Mian and Sufi define industries’ tradability by two different means, one yielding a discrete measure and the other continuous variation:

The first method defines retail- and restaurant-related industries as non-tradable, and industries that show up in global trade data as tradable. Our second method is based on the idea that industries that rely on national demand will tend to be geographically concentrated, while industries relying on local demand will be more uniformly distributed. An industry’s geographical concentration index across the country therefore serves as an index of “tradability.”

Inferring tradability is hard. Since surveys of domestic transactions like the Commodity Flow Survey don’t gather data on the services sector, measures like “average shipment distance by industry” (Table 5a of the 2012 CFS) are only available for manufacturing, mining, and agricultural industries. Antoine Gervais and Brad Jensen have also pursued the idea of using industries’ geography concentration to reveal their tradability, allowing them to compare the level of trade costs in manufacturing and services. One shortcoming of this strategy is that the geographic concentration of economic activity likely reflects both sectoral variation in tradability and sectoral variation in the strength of agglomeration forces. That may be one reason that Mian and Sufi discretize the concentration measure, categorizing “the top and bottom quartile of industries by geographical concentration as tradable and non-tradable, respectively.”

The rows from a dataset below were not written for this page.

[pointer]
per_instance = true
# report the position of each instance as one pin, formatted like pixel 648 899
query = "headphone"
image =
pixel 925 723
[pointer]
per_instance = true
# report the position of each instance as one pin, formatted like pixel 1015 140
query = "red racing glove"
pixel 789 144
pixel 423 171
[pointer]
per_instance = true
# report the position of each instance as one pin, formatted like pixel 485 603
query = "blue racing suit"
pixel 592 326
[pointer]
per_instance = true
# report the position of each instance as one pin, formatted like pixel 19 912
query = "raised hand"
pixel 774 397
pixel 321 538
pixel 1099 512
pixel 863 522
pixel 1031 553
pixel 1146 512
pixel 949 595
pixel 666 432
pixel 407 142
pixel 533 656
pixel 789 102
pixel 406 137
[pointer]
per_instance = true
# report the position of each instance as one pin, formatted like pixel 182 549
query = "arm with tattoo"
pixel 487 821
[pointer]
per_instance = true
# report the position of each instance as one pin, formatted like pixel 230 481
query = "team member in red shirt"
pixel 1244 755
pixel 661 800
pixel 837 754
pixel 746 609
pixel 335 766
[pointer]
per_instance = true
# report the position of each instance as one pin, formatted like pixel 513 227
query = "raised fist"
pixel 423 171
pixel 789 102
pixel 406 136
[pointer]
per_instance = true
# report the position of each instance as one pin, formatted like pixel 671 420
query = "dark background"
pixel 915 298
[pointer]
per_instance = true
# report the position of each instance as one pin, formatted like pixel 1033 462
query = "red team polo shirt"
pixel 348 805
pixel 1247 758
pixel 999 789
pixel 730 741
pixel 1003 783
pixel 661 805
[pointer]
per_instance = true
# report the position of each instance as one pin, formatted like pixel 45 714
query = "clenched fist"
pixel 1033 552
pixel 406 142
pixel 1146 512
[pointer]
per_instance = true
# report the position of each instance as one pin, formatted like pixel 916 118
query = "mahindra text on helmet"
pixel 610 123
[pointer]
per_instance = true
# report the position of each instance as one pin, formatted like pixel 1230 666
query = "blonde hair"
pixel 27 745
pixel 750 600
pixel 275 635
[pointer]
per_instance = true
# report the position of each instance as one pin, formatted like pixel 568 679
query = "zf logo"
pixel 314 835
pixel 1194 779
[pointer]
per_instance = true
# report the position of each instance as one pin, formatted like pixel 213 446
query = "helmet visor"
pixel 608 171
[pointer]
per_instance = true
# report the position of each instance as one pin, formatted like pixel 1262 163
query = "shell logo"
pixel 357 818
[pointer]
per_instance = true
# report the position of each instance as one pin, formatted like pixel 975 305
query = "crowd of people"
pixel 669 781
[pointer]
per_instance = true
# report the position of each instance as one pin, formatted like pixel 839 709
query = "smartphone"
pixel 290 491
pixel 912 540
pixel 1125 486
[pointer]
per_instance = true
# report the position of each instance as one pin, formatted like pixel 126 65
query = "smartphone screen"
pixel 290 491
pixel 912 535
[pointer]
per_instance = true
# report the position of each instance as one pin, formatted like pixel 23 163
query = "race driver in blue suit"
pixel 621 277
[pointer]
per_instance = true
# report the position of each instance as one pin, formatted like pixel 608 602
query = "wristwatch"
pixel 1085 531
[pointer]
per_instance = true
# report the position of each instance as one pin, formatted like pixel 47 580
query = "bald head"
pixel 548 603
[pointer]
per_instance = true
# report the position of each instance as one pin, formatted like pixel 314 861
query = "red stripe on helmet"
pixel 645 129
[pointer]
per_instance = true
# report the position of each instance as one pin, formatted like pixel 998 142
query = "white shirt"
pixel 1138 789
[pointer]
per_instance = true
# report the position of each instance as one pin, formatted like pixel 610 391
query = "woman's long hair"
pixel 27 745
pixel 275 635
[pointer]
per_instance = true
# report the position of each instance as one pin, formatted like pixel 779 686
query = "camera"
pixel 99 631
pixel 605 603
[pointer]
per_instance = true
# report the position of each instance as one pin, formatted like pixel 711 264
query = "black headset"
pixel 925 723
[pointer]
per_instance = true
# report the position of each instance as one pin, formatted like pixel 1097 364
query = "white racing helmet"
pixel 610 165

We might also want to speak to the tradability of various occupations. Ariel Burstein, Gordon Hanson, Lin Tian, and Jonathan Vogel’s recent paper on the labor-market consequences of immigration varying with occupations’ tradability is a nice example. They use “the Blinder and Krueger (2013) measure of `offshorability’, which is based on professional coders’ assessments of the ease with which each occupation could be offshored” (p.20). When they look at industries (Appendix G), they use an approach similar to that of Mian and Sufi.

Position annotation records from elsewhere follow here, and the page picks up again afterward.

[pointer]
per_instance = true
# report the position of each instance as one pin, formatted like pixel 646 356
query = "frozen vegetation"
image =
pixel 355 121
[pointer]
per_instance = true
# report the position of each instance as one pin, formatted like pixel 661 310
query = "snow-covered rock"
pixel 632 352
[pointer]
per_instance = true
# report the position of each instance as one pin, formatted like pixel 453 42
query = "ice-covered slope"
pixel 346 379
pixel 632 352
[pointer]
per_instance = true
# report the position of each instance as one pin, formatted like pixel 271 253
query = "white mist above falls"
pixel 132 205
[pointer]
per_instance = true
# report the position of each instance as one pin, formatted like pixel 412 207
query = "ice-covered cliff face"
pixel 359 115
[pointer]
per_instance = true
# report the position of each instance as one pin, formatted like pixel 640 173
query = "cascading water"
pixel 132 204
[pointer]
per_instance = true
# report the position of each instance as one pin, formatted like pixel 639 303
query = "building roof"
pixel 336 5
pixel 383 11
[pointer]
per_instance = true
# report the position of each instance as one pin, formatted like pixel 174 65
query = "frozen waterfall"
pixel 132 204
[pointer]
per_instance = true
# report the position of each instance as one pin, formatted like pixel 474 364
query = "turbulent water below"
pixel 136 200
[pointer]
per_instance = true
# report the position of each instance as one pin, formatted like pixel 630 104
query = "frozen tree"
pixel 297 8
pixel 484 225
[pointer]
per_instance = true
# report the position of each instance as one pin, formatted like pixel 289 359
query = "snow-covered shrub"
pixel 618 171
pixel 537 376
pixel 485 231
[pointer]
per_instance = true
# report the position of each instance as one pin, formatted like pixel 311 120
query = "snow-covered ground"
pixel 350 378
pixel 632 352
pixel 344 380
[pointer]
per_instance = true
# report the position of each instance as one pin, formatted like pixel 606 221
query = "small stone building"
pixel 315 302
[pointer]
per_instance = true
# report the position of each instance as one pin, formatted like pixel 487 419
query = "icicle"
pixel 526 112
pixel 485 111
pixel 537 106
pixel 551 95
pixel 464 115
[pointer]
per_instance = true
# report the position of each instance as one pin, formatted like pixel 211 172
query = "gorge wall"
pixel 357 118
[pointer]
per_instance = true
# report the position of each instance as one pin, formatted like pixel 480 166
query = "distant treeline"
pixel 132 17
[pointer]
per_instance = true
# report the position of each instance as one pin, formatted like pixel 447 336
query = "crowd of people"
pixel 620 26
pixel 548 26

Are there other measure of tradability in the literature?

David Atkin and Dave Donaldson are presenting this paper tomorrow afternoon at the NBER summer institute:

This paper uses a newly collected dataset on the prices of narrowly defined goods  across many dispersed locations within multiple developing countries to address the  question, How large are the costs that separate households in developing countries from the  global economy? Guided by a flexible model of oligopolistic intermediation with variable mark-ups, our analysis proceeds in four steps. first, we measure total intranational trade costs (ie marginal costs of trading plus mark-ups on trading) using price gaps over space within countries—but we do so only among pairs of locations that  are actually trading a good by drawing on unique data on the location of production  of each good. Second, we estimate, separately by location and commodity, the passthrough rate between the price at the location of production and the prices paid by inland consumers of the good. Our estimates imply that incomplete pass-through—and therefore, intermediaries’ market power—is a commonplace, and that pass-through is especially low in remote locations. Third, we argue that our estimates of total trade costs (Step 1) and pass-through rates (Step 2) are sufficient to infer the primitive effect  of distance on the marginal costs of trading; after correcting for the fact that mark-ups  vary systematically across space we find that marginal costs are affected by distance  more strongly than typically estimated. finally, we show that, in our model, the estimated pass-through rate (Step 2) is a sufficient statistic to identify the shares of social  surplus (ie the gains from trade) accruing to inland consumers, oligopolistic intermediaries, and deadweight loss; applying this result we find that intermediaries in  remote locations capture a considerable share of the surplus created by intranational  trade.

You can listen to a podcast of Donaldson presenting a much earlier version of this work from the International Growth Centre. He does a really nice job of summarizing the issues involved in inferring trade costs from price data.